Of mortal offspring can attain the heights

Of envied life; though only few possess

Patrician treasures or imperial state;

Yet Nature's care, to all her children just,

With richer treasures and an ampler state,

Endows at large whatever happy man

Will deign to use them. His the city's pomp,

The rural honours his. Whate'er adorns

The princely dome, the column, and the arch,

The breathing marbles and the sculptured gold,

Beyond the proud possessor's narrow claim,

His tuneful breast enjoys. For him, the Spring

Distils her dews, and from the silken gem

Its lucid leaves unfolds; for him, the hand

Of Autumn tinges every fertile branch

With blooming gold and blushes like the morn.
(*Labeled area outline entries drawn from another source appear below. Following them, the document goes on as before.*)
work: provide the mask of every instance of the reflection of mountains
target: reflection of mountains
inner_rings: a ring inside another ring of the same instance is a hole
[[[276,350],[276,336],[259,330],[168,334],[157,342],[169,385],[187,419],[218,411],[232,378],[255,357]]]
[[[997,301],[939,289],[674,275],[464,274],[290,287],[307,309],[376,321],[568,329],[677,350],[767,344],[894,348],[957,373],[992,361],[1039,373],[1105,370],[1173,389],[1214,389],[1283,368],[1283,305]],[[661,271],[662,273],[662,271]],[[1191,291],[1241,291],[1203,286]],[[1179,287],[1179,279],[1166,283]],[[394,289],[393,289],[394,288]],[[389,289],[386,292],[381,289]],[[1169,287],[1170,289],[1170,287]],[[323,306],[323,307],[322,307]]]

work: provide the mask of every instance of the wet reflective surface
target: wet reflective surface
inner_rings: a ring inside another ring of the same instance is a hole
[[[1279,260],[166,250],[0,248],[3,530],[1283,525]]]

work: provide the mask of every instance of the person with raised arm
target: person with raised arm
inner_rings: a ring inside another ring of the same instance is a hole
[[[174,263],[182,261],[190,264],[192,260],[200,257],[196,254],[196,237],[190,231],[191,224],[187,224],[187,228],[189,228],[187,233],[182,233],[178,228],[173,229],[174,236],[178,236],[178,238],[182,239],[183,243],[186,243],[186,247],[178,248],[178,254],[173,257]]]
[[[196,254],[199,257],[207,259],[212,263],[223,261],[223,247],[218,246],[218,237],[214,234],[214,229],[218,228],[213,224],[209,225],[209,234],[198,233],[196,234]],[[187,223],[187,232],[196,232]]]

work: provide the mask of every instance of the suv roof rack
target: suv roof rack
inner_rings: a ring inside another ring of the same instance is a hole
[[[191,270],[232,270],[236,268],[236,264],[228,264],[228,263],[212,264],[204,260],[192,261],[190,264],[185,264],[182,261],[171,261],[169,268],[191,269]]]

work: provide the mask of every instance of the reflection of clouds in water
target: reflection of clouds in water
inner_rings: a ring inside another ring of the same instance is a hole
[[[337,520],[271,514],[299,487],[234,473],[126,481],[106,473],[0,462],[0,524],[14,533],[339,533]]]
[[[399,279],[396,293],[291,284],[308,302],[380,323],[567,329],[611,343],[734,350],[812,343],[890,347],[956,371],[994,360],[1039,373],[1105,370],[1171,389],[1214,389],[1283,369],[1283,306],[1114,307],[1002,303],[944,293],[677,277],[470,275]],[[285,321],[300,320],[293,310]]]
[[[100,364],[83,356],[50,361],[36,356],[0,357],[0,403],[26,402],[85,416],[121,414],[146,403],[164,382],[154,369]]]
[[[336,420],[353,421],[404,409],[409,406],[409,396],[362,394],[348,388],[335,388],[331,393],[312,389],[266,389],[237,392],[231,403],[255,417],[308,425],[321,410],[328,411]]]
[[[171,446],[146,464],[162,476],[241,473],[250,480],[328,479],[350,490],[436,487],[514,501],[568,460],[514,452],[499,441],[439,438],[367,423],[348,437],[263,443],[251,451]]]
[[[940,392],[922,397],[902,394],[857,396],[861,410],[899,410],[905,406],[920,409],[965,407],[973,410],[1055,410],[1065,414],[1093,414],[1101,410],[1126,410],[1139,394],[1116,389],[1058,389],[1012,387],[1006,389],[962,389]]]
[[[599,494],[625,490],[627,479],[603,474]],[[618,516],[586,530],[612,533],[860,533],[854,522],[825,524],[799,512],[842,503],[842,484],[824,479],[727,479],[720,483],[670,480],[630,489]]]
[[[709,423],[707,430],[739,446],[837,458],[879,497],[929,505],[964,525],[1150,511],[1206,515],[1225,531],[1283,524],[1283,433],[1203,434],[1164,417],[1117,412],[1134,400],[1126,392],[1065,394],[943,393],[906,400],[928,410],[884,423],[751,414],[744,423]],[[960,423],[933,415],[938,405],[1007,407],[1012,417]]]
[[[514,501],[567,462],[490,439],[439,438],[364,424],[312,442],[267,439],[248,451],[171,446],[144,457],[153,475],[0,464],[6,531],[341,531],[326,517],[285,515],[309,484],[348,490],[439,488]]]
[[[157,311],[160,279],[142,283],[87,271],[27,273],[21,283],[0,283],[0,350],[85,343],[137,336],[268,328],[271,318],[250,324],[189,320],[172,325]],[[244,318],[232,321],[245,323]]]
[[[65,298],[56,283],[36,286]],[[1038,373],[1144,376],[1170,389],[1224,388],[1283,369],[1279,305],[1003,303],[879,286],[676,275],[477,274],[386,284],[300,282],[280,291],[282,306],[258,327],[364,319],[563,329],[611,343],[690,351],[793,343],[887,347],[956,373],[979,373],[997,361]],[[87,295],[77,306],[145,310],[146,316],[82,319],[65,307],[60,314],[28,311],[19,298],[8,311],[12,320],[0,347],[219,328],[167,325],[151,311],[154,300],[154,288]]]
Each passing Hour sheds tribute from her wings;

And still new beauties meet his lonely walk,

And loves unfelt attract him. Not a breeze

Flies o'er the meadow, not a cloud imbibes

The setting sun's effulgence, not a strain

From all the tenants of the warbling shade

Ascends, but whence his bosom can partake

Fresh pleasure, unreproved. Nor thence partakes

Fresh pleasure only; for the attentive mind,

By this harmonious action on her powers

Becomes herself harmonious; wont so oft

In outward things to meditate the charm

Of sacred order, soon she seeks at home

To find a kindred order, to exert

Within herself this elegance of love,

This fair-inspired delight; her temper'd powers

Refine at length, and every passion wears

A chaster, milder, more attractive mien.

But if to ampler prospects, if to gaze

On Nature's form, where, negligent of all

These lesser graces, she assumes the port

Of that Eternal Majesty that weigh'd

The world's foundations, if to these the mind

Exalts her daring eye, then mightier far

Will be the change, and nobler. Would the forms

Of servile custom cramp her generous powers?

Would sordid policies, the barbarous growth

Of ignorance and rapine, bow her down

To tame pursuits, to indolence and fear?

Lo! she appeals to Nature, to the winds

And rolling waves, the sun's unwearied course,

The elements and seasons; all declare

For what the Eternal Maker has ordain'd

The powers of man; we feel within ourselves

His energy divine; he tells the heart,

He meant, he made us to behold and love

What he beholds and loves, the general orb

Of life and being; to be great like him,

Beneficent and active. Thus the men

Whom Nature's works can charm, with God himself

Hold converse; grow familiar, day by day,

With his conceptions, act upon his plan;

And form to his, the relish of their souls.